あれぐろ・こん・ぶりお 2楽章

備忘録も兼ねて。日記なんて小学生の時宿題で課された1年間しか続かなかったのですが、負担にならないように書けば続くものですね。

中庸の美

 N響名誉指揮者・ブロムシュテットによるモーツァルトのジュピターとチャイコフスキーの悲愴というプログラムだ。久しぶりのNHKホールである。
 いずれも端正な楷書体の演奏だった。普通なら緩くて聴いていられないが、そこは円熟の業、モントゥーやシューリヒトに繋がる演奏だ。
 ジュピターはまさに古典派の美。
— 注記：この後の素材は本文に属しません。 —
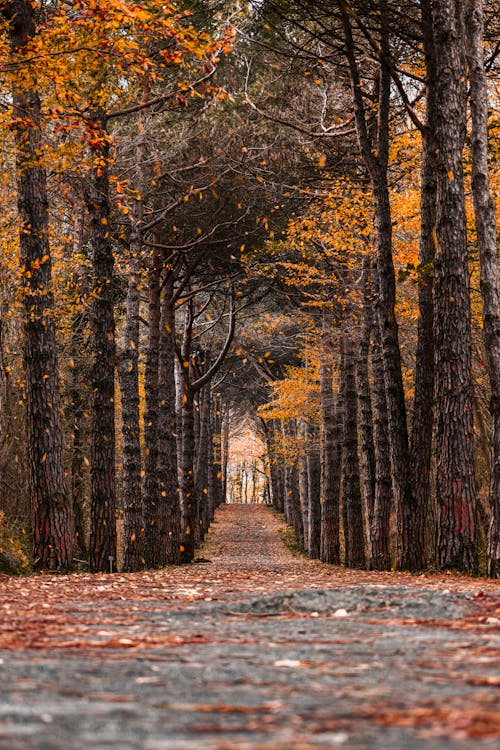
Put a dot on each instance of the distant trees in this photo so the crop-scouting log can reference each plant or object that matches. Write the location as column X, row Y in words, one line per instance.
column 278, row 235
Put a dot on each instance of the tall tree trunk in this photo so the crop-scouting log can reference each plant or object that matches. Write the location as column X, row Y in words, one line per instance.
column 365, row 401
column 271, row 431
column 331, row 450
column 187, row 485
column 75, row 413
column 203, row 459
column 293, row 515
column 375, row 153
column 380, row 548
column 133, row 557
column 351, row 489
column 102, row 452
column 303, row 482
column 170, row 531
column 51, row 512
column 485, row 212
column 455, row 488
column 314, row 492
column 217, row 448
column 225, row 426
column 154, row 552
column 414, row 548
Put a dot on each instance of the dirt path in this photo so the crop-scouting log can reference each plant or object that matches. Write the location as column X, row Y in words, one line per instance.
column 254, row 649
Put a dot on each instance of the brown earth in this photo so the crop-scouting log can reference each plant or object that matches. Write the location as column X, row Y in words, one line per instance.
column 254, row 648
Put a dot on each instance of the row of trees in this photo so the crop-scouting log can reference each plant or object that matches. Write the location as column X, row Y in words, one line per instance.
column 225, row 201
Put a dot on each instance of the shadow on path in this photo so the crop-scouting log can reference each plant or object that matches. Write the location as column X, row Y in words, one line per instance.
column 255, row 649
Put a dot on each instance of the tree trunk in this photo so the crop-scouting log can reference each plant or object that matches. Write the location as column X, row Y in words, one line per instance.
column 102, row 453
column 331, row 455
column 375, row 151
column 365, row 401
column 313, row 492
column 380, row 543
column 293, row 515
column 455, row 488
column 217, row 448
column 50, row 506
column 170, row 530
column 133, row 558
column 414, row 547
column 485, row 213
column 187, row 486
column 303, row 482
column 154, row 551
column 351, row 489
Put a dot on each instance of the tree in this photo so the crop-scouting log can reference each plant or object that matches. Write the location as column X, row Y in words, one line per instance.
column 485, row 213
column 455, row 484
column 49, row 499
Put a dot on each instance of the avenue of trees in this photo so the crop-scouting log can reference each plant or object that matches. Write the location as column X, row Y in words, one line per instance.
column 270, row 213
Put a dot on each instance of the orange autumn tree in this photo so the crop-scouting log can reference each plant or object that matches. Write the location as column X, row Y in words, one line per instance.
column 73, row 68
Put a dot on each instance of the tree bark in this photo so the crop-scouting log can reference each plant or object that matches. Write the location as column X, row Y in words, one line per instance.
column 352, row 509
column 375, row 152
column 455, row 487
column 314, row 493
column 51, row 512
column 380, row 547
column 303, row 482
column 365, row 401
column 414, row 548
column 187, row 485
column 102, row 453
column 331, row 451
column 133, row 558
column 154, row 551
column 170, row 531
column 485, row 213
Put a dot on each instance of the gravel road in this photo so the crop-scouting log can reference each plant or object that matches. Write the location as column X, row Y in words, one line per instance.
column 255, row 648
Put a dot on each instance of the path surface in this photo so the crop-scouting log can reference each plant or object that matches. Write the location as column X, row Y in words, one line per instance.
column 255, row 649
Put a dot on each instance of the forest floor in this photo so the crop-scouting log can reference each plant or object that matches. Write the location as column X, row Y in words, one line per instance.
column 254, row 648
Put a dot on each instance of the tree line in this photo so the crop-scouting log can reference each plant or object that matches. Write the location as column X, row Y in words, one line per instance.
column 277, row 209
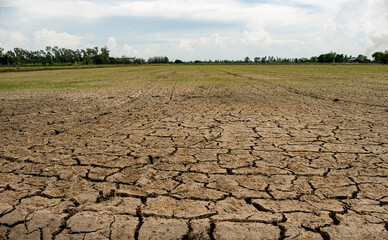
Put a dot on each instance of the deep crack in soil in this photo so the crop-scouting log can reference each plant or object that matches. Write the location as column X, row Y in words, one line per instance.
column 245, row 157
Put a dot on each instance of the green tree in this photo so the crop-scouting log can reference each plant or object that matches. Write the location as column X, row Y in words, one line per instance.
column 87, row 60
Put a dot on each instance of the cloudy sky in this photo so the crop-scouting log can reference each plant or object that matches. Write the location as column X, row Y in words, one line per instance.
column 200, row 29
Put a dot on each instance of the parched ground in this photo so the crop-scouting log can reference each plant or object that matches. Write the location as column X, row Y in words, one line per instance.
column 207, row 152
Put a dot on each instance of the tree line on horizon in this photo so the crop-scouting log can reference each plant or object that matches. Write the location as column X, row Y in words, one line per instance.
column 64, row 56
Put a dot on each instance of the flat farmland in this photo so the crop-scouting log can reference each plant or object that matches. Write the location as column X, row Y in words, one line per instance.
column 195, row 152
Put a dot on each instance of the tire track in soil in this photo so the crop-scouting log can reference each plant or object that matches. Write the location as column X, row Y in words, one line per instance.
column 295, row 91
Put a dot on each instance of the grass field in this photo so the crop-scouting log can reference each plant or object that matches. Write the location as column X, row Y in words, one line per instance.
column 195, row 152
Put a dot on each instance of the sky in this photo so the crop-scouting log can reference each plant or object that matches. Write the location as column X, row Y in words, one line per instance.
column 200, row 29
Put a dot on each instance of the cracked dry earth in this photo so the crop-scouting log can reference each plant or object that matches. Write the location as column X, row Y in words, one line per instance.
column 246, row 157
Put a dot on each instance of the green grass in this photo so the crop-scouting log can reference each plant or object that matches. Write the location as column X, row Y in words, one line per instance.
column 336, row 81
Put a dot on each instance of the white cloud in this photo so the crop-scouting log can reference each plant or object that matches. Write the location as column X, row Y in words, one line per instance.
column 44, row 37
column 129, row 51
column 285, row 27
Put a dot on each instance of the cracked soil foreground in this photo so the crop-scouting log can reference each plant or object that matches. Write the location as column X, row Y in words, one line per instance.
column 226, row 152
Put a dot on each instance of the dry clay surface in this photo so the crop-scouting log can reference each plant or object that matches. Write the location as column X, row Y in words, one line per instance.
column 247, row 158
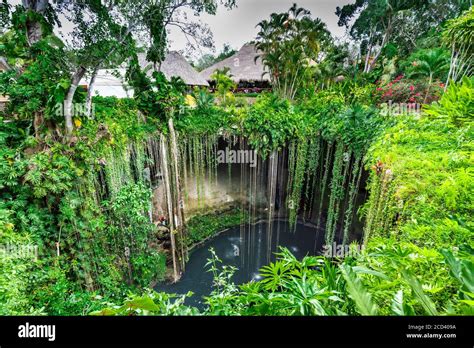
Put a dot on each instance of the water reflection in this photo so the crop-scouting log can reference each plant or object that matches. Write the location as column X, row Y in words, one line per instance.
column 248, row 248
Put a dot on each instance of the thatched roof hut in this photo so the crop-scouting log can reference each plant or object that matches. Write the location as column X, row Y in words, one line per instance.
column 175, row 65
column 243, row 65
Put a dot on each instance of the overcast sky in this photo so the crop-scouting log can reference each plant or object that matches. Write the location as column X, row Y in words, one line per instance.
column 238, row 26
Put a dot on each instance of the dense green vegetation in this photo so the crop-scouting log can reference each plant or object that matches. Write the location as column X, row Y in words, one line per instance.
column 74, row 193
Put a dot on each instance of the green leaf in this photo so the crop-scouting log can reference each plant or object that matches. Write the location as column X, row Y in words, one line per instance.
column 357, row 291
column 422, row 298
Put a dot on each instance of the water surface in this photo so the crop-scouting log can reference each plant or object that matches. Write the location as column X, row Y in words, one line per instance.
column 247, row 247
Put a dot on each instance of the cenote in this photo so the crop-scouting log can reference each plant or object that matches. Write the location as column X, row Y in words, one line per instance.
column 299, row 207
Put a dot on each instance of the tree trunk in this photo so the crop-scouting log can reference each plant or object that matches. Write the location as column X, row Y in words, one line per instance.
column 34, row 32
column 179, row 196
column 76, row 78
column 385, row 39
column 89, row 93
column 169, row 203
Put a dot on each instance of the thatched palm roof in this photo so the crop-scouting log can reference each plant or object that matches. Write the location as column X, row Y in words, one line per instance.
column 242, row 65
column 175, row 65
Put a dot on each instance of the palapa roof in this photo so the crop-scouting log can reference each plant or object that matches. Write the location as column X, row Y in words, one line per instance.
column 243, row 66
column 175, row 65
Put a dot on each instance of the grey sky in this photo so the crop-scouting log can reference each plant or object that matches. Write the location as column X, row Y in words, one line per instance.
column 237, row 26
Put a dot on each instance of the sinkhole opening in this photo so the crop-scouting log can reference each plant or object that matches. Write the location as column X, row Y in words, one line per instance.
column 304, row 196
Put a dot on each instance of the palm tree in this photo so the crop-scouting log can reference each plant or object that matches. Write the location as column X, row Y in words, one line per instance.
column 431, row 64
column 289, row 42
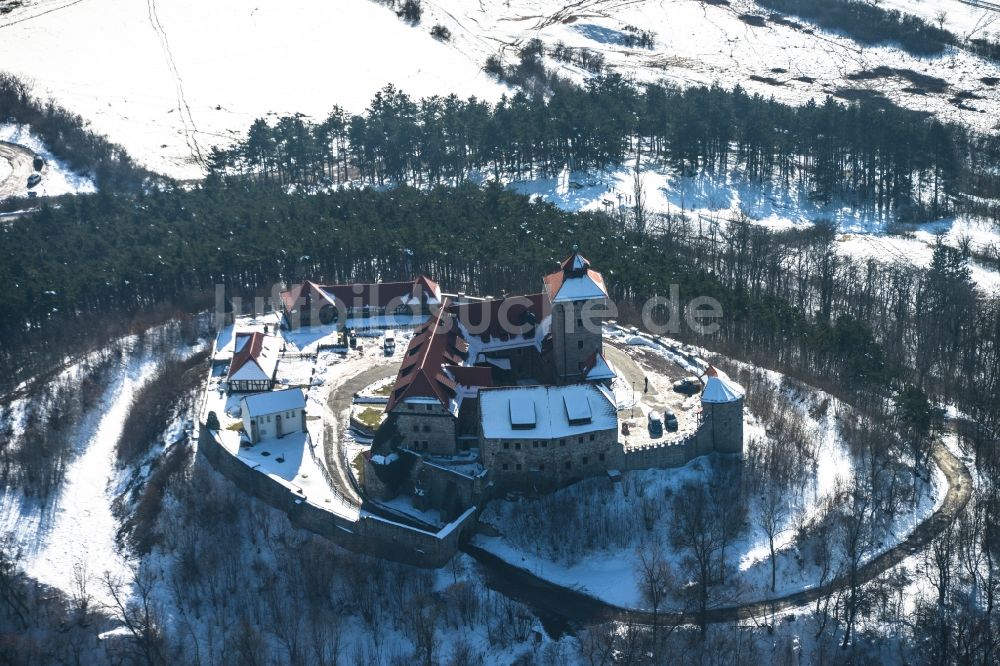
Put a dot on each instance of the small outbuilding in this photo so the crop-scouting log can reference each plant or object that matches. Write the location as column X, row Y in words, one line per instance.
column 273, row 414
column 255, row 360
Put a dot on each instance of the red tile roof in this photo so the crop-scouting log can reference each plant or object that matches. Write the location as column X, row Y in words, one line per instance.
column 574, row 266
column 422, row 374
column 250, row 351
column 500, row 318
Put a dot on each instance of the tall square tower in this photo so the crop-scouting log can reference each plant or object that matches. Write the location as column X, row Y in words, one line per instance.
column 578, row 297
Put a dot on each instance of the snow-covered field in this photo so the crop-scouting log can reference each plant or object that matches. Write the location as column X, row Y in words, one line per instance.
column 708, row 201
column 168, row 79
column 700, row 43
column 57, row 178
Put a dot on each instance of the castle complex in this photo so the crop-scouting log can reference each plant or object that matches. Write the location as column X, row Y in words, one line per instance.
column 515, row 393
column 491, row 395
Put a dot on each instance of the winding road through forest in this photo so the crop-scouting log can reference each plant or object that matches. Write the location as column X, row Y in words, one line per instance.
column 562, row 607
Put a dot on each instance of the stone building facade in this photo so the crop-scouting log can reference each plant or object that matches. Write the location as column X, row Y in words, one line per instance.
column 514, row 394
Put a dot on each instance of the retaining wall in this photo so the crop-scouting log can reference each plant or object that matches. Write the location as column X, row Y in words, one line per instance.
column 368, row 534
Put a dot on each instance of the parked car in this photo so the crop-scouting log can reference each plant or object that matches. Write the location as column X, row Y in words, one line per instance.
column 688, row 385
column 655, row 424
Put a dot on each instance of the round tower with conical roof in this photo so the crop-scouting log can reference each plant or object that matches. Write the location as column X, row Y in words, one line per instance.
column 576, row 295
column 722, row 413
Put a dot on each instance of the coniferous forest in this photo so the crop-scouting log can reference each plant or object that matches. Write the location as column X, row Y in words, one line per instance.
column 873, row 157
column 789, row 299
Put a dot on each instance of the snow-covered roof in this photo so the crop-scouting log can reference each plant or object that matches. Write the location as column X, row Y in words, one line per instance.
column 546, row 412
column 255, row 357
column 720, row 389
column 575, row 281
column 562, row 289
column 597, row 367
column 273, row 402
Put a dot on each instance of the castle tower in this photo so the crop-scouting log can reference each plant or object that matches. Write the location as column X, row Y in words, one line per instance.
column 722, row 410
column 577, row 298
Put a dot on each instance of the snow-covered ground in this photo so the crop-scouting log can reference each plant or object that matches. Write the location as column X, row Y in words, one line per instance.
column 965, row 19
column 73, row 535
column 610, row 573
column 168, row 79
column 709, row 201
column 57, row 178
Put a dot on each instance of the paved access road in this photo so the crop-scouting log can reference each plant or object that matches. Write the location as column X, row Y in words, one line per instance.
column 339, row 406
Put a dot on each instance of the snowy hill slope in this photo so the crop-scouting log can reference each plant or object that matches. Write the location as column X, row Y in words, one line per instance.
column 168, row 79
column 698, row 42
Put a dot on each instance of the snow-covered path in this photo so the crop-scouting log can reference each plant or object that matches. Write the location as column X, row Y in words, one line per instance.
column 82, row 530
column 73, row 534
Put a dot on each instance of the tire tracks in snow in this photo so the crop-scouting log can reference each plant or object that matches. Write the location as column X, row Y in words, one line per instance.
column 183, row 108
column 40, row 14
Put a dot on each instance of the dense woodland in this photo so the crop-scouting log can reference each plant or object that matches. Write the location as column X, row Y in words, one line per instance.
column 789, row 299
column 69, row 139
column 883, row 159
全てが枠の中に収まりながら純粋に作品の持つ魅力が表現されていた。N響も弦を中心にアンサンブルも整っていた。ブロムシュテットはスケールの大きな演奏をする指揮者ではないが、とはいえモーツァルトだからといって小さくしないところは素晴らしい。
 後半のチャイコフスキーも同様だ。ここでも端正な演奏がなされる。チャイコフスキーのロマン性よりも純音楽的な美しさ・立派さが立ち現れた。毎回、この手の演奏だと物足りないが、たまになら新鮮だし何よりも完成度において比類無い。NHKホールでなければ意識が飛んだに違いない。